Here are some things that stood out to me:
The pervasive element in our two-thousand-year pastoral tradition is not someone who “get things done” but rather the person placed in the community to pay attention and call attention to “what is going on right now” between men and women, with one another and with God – this kingdom of God that is primarily local, relentlessly personal, and prayerful “without ceasing.”
Congregation is composed of people, who, upon entering a church, leave behind what people on the street name or call them. A church can never be reduced to a place where goods and services are exchanged. It must never be a place where a person is labeled. It can never be a place where gossip is perpetuated. Before anything else, it is a place where a person is named and greeted, whether implicitly or explicitly, in Jesus’ name. A place where dignity is conferred.
My “work” assignment was to pay more attention to what God does than what I do, and then to find, and guide others to find, the daily, weekly, yearly rhythms that would get this awareness into our bones.
Preaching is proclamation, God’s word revealed in Jesus, but only what it gets embedded in conversation, in a listening ear and responding tongue, does it become gospel.
We get serious about the Christian life, we eventually end up in a place and among people decidedly uncongenial to what we expected.

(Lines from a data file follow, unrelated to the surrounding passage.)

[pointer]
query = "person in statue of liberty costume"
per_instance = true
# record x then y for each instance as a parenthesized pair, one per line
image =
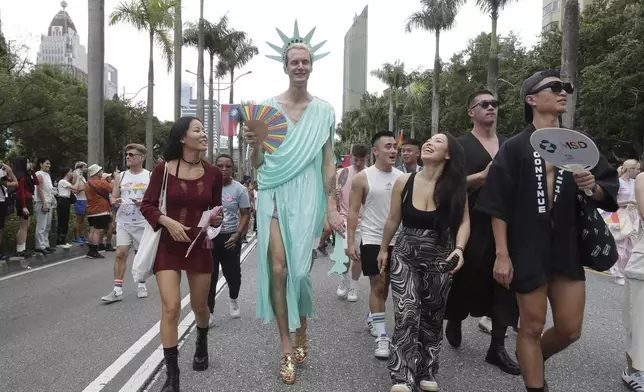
(296, 186)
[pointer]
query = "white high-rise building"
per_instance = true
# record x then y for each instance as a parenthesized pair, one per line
(61, 46)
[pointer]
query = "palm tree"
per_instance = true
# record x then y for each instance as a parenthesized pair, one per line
(493, 7)
(156, 18)
(435, 16)
(237, 54)
(216, 37)
(569, 57)
(177, 59)
(394, 76)
(95, 100)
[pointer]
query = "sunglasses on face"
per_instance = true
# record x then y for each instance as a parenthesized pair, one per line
(556, 87)
(486, 104)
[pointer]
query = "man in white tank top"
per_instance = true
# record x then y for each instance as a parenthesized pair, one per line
(127, 194)
(348, 289)
(372, 189)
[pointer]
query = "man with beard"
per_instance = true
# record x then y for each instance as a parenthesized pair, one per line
(474, 290)
(373, 188)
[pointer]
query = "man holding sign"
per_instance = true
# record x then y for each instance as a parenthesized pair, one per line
(297, 184)
(534, 210)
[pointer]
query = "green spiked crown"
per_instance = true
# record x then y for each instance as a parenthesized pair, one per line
(288, 42)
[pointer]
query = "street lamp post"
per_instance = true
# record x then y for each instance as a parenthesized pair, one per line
(211, 111)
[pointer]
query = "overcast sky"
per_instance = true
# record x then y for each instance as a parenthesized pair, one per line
(127, 49)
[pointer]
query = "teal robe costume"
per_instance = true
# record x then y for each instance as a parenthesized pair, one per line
(291, 178)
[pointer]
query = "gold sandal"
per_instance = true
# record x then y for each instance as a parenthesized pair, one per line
(301, 348)
(287, 369)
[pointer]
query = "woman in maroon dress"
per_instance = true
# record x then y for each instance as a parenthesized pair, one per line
(193, 186)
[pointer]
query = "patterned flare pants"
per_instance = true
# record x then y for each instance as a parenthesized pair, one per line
(419, 288)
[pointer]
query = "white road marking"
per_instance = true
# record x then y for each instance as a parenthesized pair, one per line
(119, 364)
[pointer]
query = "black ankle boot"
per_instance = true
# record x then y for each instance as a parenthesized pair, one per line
(200, 361)
(453, 333)
(172, 369)
(497, 356)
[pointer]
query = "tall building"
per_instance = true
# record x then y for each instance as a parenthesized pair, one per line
(189, 108)
(553, 13)
(354, 83)
(110, 81)
(61, 46)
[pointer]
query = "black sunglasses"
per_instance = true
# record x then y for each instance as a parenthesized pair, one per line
(556, 87)
(486, 104)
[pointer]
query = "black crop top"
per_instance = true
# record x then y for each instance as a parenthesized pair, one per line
(412, 217)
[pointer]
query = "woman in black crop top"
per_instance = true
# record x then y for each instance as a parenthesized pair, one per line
(432, 205)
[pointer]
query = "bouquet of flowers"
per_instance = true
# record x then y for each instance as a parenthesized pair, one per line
(209, 231)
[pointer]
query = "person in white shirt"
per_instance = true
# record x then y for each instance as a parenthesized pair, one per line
(66, 198)
(127, 194)
(372, 189)
(44, 203)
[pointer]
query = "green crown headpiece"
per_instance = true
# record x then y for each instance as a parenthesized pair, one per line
(288, 42)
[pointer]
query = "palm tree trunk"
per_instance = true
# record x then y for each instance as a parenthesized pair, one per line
(178, 45)
(391, 108)
(149, 132)
(200, 77)
(493, 67)
(96, 57)
(436, 87)
(230, 101)
(569, 57)
(211, 114)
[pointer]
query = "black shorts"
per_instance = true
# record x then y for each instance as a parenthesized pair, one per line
(100, 222)
(3, 214)
(369, 259)
(30, 207)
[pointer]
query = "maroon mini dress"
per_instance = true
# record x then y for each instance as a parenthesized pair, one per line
(186, 202)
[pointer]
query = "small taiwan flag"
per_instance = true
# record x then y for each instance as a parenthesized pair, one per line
(229, 120)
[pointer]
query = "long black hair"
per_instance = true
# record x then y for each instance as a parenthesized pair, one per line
(174, 148)
(451, 190)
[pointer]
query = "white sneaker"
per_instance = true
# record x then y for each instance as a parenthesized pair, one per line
(635, 381)
(343, 288)
(371, 327)
(382, 347)
(428, 385)
(353, 295)
(234, 308)
(141, 292)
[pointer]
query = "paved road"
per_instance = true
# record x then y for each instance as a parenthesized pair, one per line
(57, 335)
(245, 353)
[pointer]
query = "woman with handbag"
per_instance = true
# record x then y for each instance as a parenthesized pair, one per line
(633, 312)
(181, 189)
(66, 199)
(626, 232)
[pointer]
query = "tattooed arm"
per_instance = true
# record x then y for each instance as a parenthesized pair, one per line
(329, 177)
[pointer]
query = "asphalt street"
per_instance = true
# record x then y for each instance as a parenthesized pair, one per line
(56, 335)
(245, 353)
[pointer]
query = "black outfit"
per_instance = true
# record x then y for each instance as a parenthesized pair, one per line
(420, 284)
(230, 261)
(63, 210)
(542, 242)
(474, 291)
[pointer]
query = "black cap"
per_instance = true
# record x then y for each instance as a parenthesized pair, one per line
(528, 85)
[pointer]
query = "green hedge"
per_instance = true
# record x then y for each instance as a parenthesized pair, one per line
(11, 229)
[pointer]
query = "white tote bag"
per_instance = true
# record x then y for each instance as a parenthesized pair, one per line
(143, 266)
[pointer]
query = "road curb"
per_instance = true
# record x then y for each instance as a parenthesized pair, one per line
(18, 264)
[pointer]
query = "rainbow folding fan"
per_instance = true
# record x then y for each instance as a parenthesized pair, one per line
(268, 123)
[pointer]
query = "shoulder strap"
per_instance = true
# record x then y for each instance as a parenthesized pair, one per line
(409, 187)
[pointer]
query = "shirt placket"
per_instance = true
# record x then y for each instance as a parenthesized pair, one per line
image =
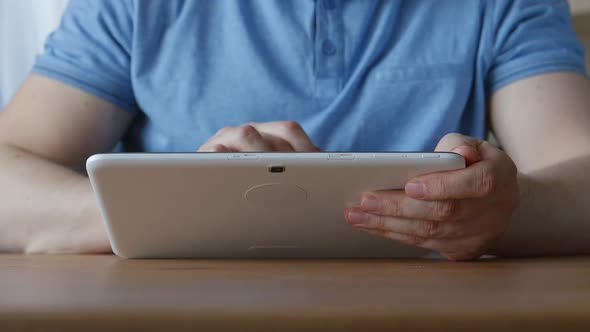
(329, 49)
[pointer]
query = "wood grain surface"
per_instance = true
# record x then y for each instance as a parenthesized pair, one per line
(105, 293)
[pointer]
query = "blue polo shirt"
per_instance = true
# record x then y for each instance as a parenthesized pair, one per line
(358, 75)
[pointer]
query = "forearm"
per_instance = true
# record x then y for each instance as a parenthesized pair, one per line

The Holy Spirit forms church to be a colony of heaven in the country of death.
Congregation is a company of people who are defined by their creation in the image of God, living souls, whether they know it or not. They are not problems to be fixed, but mysteries to be honored and revered.
My work is not to fix people. It is to lead people in the worship of God and to lead them in living a holy life.
The only way the Christian life is brought to maturity is through intimacy, renunciation, and personal deepening.
You are at your pastoral best when you are not noticed. To keep this vocation healthy requires constant self-negation, getting out of the way. A certain blessed anonymity is inherent in pastoral work. For pastors, being noticed easily develops into wanting to be noticed. Many years earlier a pastor friend told me that the pastoral ego ‘has the reek of disease about it, the relentless smell of the self.’
A clamoring ego needs to be purged from the pastor’s soul.
We had simplified our defining of Sabbath-keeping to three words: pray and play. On Sabbath we would do nothing that was necessary, obligatory, “useful.” We would set the day apart for the unfettered, the free, the unearned. Pray and play.
There were so many more, but you get the idea. Such a helpful book for me.